The goal of the XPoSat mission is to use the satellite’s onboard X-ray polarimeter and other instruments to study black holes and other astronomical objects such as neutron stars and active galactic nuclei. XPoSat detects X-rays and other forms of radiation emitted when black holes interact with their surroundings. A black hole is a large mass compressed into a very small area, formed from the remains of a large star that can collapse into a supernova (a massive explosion that occurs at the end of a star’s life). Their attraction is so strong that no light can pass through them, making them difficult to detect. However, its unique properties, such as X-rays and gravitational waves, make it a useful tool for studying physics and the fundamental laws of gravity.

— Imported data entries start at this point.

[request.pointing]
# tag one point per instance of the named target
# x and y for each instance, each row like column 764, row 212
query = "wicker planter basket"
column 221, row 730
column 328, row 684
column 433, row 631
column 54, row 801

XPoSat will be a continuation of the Astrosat mission launched by ISRO in 2015, which was India’s first ultraviolet space exploration satellite. XPoSat will feature improved performance and greater functionality, allowing it to conduct more detailed and accurate research.
The launch of XPoSat is also part of the Indian government’s larger program to develop the space industry and encourage research and development. Let us recall that India already has its own space program, including launch vehicles, satellites and manned space missions. In addition, India actively cooperates with other countries and organizations in the field of space research, such as NASA, ESA and ISRO.

Overall, the launch of XPoSat is a very important event for India and the global space industry. It will allow scientists to better understand the laws of physics and gravity, as well as open up new opportunities for the practical application of space technologies.